Inflation is projected to moderate to around 5%, reducing the gap vis-à-vis South Africa. Monetary policy will continue to align closely with regional market rates. The current account is expected to gradually return to a deficit over the medium term due to higher imports linked to the LHWP-II and lower SACU revenues, partly offset by increased water royalties. Lower SACU revenues, pressures on recurrent spending and efforts to lift capital expenditure will gradually reduce the fiscal surplus.
Risks to economic growth are tilted to the downside and have risen given the recent development in the global environment. Uncertainty surrounding the future of bilateral aid could increase social tensions and public spending pressures, as an important share of health-related programs are financed by the United States (US). Delays in the implementation of Millenium Challenge Corporation (MCC) Compact II ($300 million) would hinder growth, job creation, and exports prospects over the medium and longer term. Failure to extend the African Growth and Opportunity Act (AGOA) beyond September 2025 could negatively impact textile exports to the US, leading to an increase in unemployment. Domestic risks are also present, including political instability, and fiscal mismanagement that could reduce fiscal buffers. Conversely, a bold program of reforms to improve fiscal policy management, including through the adoption of fiscal rules and establishment of a revenue stabilization fund, easing of business conditions, and facilitation of trade and international investment could enhance economic performance and social development.
Development challenges
Lesotho struggles with development due to its geography and economic dependence. The country's rugged, mountainous terrain makes infrastructure development and agricultural productivity difficult. Limited arable land and unpredictable weather patterns exacerbate food insecurity, impacting the livelihoods of a large portion of the population reliant on subsistence farming. Moreover, Lesotho's economic dependence on South Africa, both for employment and trade, leaves it vulnerable to external economic fluctuations and policies.

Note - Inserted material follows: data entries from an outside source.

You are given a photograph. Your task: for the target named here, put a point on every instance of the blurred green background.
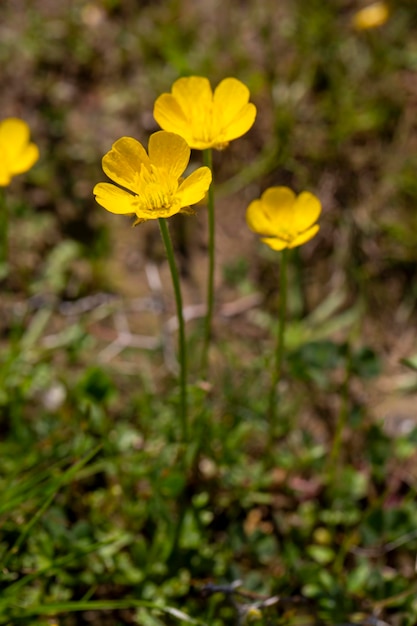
(92, 491)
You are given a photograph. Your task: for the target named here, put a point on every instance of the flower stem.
(208, 161)
(182, 349)
(4, 230)
(280, 344)
(342, 419)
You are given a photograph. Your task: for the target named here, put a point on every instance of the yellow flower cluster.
(192, 116)
(150, 186)
(17, 153)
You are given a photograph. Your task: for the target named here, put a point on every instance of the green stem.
(208, 161)
(280, 344)
(342, 419)
(182, 350)
(4, 228)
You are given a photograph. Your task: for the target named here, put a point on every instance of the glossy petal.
(241, 124)
(307, 208)
(156, 179)
(114, 199)
(14, 135)
(5, 177)
(169, 152)
(272, 211)
(195, 186)
(17, 154)
(230, 97)
(204, 119)
(233, 116)
(123, 162)
(304, 237)
(372, 16)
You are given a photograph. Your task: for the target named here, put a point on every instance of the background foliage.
(99, 521)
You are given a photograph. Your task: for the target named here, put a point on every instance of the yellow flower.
(372, 16)
(152, 185)
(17, 154)
(283, 219)
(206, 119)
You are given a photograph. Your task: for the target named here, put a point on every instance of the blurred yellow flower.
(372, 16)
(151, 186)
(17, 154)
(283, 219)
(206, 119)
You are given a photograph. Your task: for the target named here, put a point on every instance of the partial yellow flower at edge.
(151, 185)
(282, 219)
(17, 153)
(206, 119)
(372, 16)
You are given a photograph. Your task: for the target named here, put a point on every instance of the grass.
(104, 517)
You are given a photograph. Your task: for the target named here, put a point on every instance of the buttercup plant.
(206, 119)
(150, 186)
(17, 155)
(283, 221)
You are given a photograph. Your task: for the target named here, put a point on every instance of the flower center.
(157, 191)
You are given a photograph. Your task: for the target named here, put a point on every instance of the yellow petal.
(19, 154)
(275, 243)
(114, 199)
(5, 177)
(307, 209)
(169, 152)
(25, 160)
(14, 135)
(306, 236)
(372, 16)
(170, 116)
(195, 186)
(273, 213)
(242, 123)
(233, 116)
(123, 163)
(230, 96)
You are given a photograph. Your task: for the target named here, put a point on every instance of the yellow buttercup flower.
(283, 219)
(151, 186)
(17, 154)
(372, 16)
(206, 119)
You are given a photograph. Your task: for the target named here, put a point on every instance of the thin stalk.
(280, 344)
(208, 161)
(182, 349)
(342, 419)
(4, 228)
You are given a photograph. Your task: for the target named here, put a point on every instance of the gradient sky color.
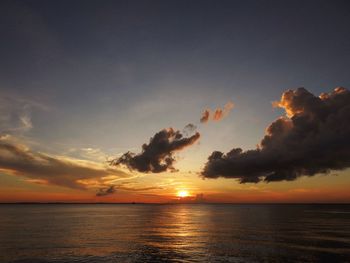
(86, 81)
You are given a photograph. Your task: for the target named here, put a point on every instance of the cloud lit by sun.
(182, 193)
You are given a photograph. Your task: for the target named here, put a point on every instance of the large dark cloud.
(157, 156)
(18, 160)
(313, 138)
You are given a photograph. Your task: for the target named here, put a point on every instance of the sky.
(82, 83)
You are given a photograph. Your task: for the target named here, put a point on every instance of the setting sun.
(182, 193)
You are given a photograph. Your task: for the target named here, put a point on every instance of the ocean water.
(174, 233)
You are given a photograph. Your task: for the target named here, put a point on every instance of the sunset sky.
(84, 82)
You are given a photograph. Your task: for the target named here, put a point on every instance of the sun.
(182, 193)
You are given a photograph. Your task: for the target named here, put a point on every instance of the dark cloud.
(157, 156)
(106, 191)
(218, 114)
(313, 138)
(18, 160)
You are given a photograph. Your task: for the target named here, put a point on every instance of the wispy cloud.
(218, 114)
(39, 167)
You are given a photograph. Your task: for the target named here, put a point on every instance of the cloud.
(189, 129)
(157, 156)
(17, 159)
(218, 114)
(313, 138)
(205, 116)
(106, 191)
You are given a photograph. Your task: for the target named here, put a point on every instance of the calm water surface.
(174, 233)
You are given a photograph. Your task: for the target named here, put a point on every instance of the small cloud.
(157, 155)
(106, 191)
(205, 116)
(218, 114)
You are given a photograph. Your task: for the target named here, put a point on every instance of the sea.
(56, 233)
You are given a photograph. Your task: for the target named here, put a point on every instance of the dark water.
(174, 233)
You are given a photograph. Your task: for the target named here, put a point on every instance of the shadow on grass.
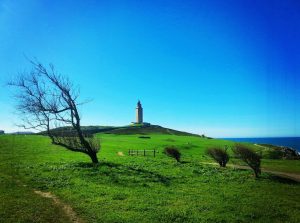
(282, 179)
(120, 174)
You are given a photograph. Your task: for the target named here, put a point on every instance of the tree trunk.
(94, 158)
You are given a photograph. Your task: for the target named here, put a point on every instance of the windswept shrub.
(251, 158)
(173, 152)
(219, 155)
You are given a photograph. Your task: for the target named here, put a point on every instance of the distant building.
(139, 113)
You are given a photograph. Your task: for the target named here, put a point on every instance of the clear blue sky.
(223, 68)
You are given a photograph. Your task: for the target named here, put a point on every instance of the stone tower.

Poverty and inequality remain significant challenges. Despite efforts to improve living standards, a significant portion of Lesotho's population lives below the poverty line, with rural areas being particularly affected. Access to basic services such as healthcare, education, and clean water remains limited, contributing to poor health outcomes and educational attainment. High rates of HIV/AIDS and tuberculosis further strain the healthcare system, reducing the workforce and increasing the dependency ratio.
Governance and political instability also pose substantial hurdles to development in Lesotho. Frequent changes in government and political unrest disrupt policy continuity and implementation, impeding long-term development plans. Corruption and weak institutions erode public trust and hinder development. Tackling these issues needs a comprehensive approach: strengthen governance, diversify the economy, and invest in human capital and infrastructure to build resilience and self-sufficiency.